When Toledo City Councilman Pete Gerken decided to run for Lucas County commissioner, he knew he was taking on the board's most senior commissioner and a fellow Democrat.

That decision in December began a contentious year in local politics and led incumbent Commissioner Harry Barlos, a lifelong Democrat, to run as an independent.

The men are fighting for one of two county commissioner seats up for grabs Tuesday. County commissioners, who are paid $78,966 a year, oversee numerous county agencies and services.

Mr. Barlos, 53, has served as the president of the board for the past two of his five years as a commissioner. A longtime resident of Lucas County, Mr. Barlos said he began his work in public service when he was hired as a page in the state capital.




At 25, he ran for a seat in the Ohio House of Representatives. Though he lost, Mr. Barlos said he was hooked on politics.

In 1985, Mr. Barlos was elected mayor of Maumee. Seven years later, he was elected Lucas County's clerk of courts. While serving in that job, Mr.

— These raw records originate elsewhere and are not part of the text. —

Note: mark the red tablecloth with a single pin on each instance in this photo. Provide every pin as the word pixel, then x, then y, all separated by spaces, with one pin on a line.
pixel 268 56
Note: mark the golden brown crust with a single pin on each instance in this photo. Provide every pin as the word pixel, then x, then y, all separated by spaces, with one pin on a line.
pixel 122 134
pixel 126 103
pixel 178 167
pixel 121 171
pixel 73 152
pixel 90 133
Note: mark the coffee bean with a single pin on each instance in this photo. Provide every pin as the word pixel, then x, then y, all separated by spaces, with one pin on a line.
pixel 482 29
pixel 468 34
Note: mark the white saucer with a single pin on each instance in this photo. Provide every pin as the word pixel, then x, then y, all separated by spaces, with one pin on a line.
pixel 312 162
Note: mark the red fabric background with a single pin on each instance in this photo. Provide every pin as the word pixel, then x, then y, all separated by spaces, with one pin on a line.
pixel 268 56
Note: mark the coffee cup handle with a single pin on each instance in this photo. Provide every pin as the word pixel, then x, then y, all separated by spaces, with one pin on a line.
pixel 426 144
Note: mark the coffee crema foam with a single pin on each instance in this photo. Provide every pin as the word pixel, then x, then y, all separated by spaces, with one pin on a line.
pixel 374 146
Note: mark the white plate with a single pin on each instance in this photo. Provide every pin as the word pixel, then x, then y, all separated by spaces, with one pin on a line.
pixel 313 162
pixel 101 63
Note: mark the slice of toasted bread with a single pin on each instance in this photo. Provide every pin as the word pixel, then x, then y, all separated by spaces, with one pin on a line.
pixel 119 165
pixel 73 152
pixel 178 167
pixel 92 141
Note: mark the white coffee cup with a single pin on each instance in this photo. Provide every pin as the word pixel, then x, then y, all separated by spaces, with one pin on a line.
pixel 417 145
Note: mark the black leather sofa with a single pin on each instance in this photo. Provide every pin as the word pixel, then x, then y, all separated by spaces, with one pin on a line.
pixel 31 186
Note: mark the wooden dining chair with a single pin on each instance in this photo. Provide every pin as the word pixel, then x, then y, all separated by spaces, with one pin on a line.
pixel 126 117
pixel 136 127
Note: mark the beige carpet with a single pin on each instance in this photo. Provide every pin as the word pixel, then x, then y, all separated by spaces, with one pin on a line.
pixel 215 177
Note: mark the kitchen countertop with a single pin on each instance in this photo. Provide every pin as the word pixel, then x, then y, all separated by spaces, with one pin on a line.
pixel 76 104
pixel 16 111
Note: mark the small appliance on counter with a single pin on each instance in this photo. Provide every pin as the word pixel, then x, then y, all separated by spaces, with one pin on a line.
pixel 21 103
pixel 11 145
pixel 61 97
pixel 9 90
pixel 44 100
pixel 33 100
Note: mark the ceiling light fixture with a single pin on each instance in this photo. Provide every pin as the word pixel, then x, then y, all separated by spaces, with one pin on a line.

Barlos was appointed to fill a seat on the board of commissioners vacated by Mark Pietrykowski, an attorney who resigned to become a judge on the Ohio 6th District Court of Appeals in Toledo.

Mr. Barlos said his plans, if re-elected, include trying to improve cooperation between the county and the city of Toledo to build a stronger community. He said he will continue to emphasize the need for economic development and job growth.

"On a local level, it becomes critical that we unite our common goals and vision," Mr. Barlos said. "We need to set aside the political damage we do to ourselves and strive for that common ground."

Mr. Gerken, 52, who works as co-administrator for the DaimlerChrysler UAW Training Center, pledged to retire from his job if elected, making commissioner his full-time position. He said he believes the county is heading in the "wrong direction," especially when looking at the number of jobs lost. He offered his experience working with major corporations, namely Jeep, as a key difference in his credentials over his opponent.

"Job retention and creation is a No. 1 priority," he said. "We need to act quickly and be ready for future opportunities, as well as the ones we have now."

A Toledo city councilman since 1996, Mr. Gerken has proposed establishing a citizens' review board that would review all countywide levy requests that go before the commissioners.